Ninguém trabalha com os turcomanos. Eles não são turcos, mas verdadeiros [naturais do] Turcomenistão, movidos às áreas da Síria nos dias do Império Otomano. Eles são considerados, por direito, como bons guerreiros. Um número considerável deles está lutando hoje no lado dos partidos da oposição. Mas eles poderiam lutar pelo Assad, se soubessem por que [objetivo] exato estão à lutar. Mais, ao lado de Assad poderiam passar mesmo aqueles que estão agora nas fileiras dos insurgentes. Mas não é feito nenhum trabalho com eles.

Não é o melhor papel é jogado pelo “mukhabarat" que sequestra os turcomanos. As pessoas simplesmente desaparecem. Aos parentes, no melhor das hipóteses, um ano depois são entregues as pertences, com a fórmula “o seu filho morreu na prisão”. Assim, assaditos, eles próprios, multiplicam os seus inimigos implacáveis.

A atual situação na Síria é um beco sem saída. O problema sírio não tem a solução militar. Enquanto os norte-americanos, em conjunto com a oposição, desenvolvem um projecto de uma nova Constituição síria, por parte do Assad e seus aliados, nenhum trabalho pró-ativo está sendo feito.

* Mikhail Khodarenok é coronel aposentado, formado na Escola Superior de Engenharia de Mísseis Antiaéreos de Minsk (1976) e pela Academia Militar de Defesa Antiaérea (1986).
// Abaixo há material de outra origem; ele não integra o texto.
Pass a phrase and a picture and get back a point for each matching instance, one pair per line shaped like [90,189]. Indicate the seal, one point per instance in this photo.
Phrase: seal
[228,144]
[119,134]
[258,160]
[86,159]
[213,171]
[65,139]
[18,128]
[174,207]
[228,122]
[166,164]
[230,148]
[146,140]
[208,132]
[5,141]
Foi comandante da divisão de mísseis da defesa antiaérea S-75 (1980-1983). Graduado pela Academia Militar do Estado-Maior General das forças armadas russas (1998). Colunista da “Nezavisimaya Gazeta” (2000-2003), editor-chefe do “Correio Militar-Industrial” (2010-2015).

Blogueiro: sendo “Gazeta.ru” um órgão oficial do governo russo, é legítimo supor que uma série de artigos com o mesmo teor, da autoria do mesmo autor foi publicada para preparar a opinião pública russa à uma conclusão simples: “Assim, as guerras não são ganhas. A atual situação na Síria é um beco sem saída. O problema sírio não tem a solução militar. Está na hora de pensar sobre a retirada gradual da Rússia do conflito sírio”.  

O número dos militares russos na Síria
Os militares russos na Síria na base aérea de Khmeymim
Embora o número dos militares russos na Síria pertence aos dados absolutamente secretos, a Comissão Eleitoral Central russa, revelou publicamente estes dados, provavelmente, sem assim desejar.

Nas eleições legislativas russas da semana passada votaram na Comissão Eleitoral Local № 8269 de Damasco 4.571 pessoas (dos 5.360 eleitores inscritos). A comissão eleitoral russa na Síria é única, votam nela os civis e os militares. Mas o número dos militares e do pessoal de apoio (cozinheiros, serventes, representantes de fabricantes de equipamentos militares e equipas de manutenção) é facilmente calculável através do número dos eleitores russos que votaram na urna móvel (no dia 18 de setembro e fora da embaixada russa). Eram 4.378 eleitores (RT informa na sua reportagem que votou 100% dos militares), contra ​193 pessoas que votaram na embaixada russa em Damasco (o pessoal da embaixada, médicos, professores e membros de famílias mistas, russo-sírias que ainda permanecem na capital), escreve rbc.ru.